I tried email-2fa and email-captcha but couldn’t get either one to work. I don’t know why, but in the end it didn’t matter. The process now has three steps: step one is making a login request, step two is clicking a link in the email you get to verify the login attempt, and basically establish a valid login session to the Firefox Accounts services, and step three is getting bookmark data. The legacy BrowserID protocol that all of this code uses basically requires a new set of keys be generated each time you want to make requests to Sync storage, because they are very short-lived. So on step three I have to make the same login request, but this time it will pass with flying colors and I simply get an email warning that a successful login was made using your credentials, make sure it was you, etc.

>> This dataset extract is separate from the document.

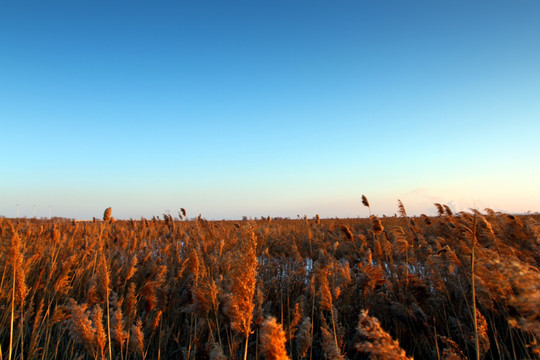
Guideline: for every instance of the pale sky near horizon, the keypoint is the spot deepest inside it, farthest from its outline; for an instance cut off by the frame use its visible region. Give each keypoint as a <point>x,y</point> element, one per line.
<point>256,108</point>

As of today, Mozilla still supports their legacy BrowserID protocol and infrastructure for authenticating an account and using their various Sync services. This is very nice of them. But I’m under no illusion that any of it is permanent, and that it could all disappear tomorrow. But I don’t think that’s likely, since my guess is part of Firefox or other Mozilla apps/tools still use that protocol. And so they will support it for a while still. As long as they don’t change it I’ll be able to get bookmark data out of my account and into Bookmark Browser every time. And even if they did finally pull the plug on the BrowserID stuff, I left in the bookmark backup code so I can fall back to that.
Postscript:
Mozilla does have a mature OAuth implementation that they put together a while ago, which is obviously a better way to authenticate. But it assumes you have a valid client ID for the initial auth challenge, and that they know the URL to redirect users to once they’ve obtained a token. Apparently they want you to ‘consult’ with them to set it all up, which sounds rather unappealing. As Valérian mentioned and I agree with, Mozilla doesn’t seem to want to make it easy for developers to build apps on top of the Sync ecosystem. Which is sad because a lot of cool things could probably be built.
Update:
Turns out ‘a while still’ means up to May of 2024: Mozilla officially started decommissioning an essential piece of the BrowserID protocol. I found this out by trying to update the bookmarks on my phone and getting a strange 404. The endpoint that does cryptographic certificate signing as part of the authentication process was slowly being restricted. It’s now basically gone and so I’m left with my fallback of uploading a Firefox bookmark backup JSON file. When I first learned what was happening I actually considered reaching out to them to see about getting an OAuth setup in place for my app. I haven’t yet but it might be worth a shot. The worst they could do is say No.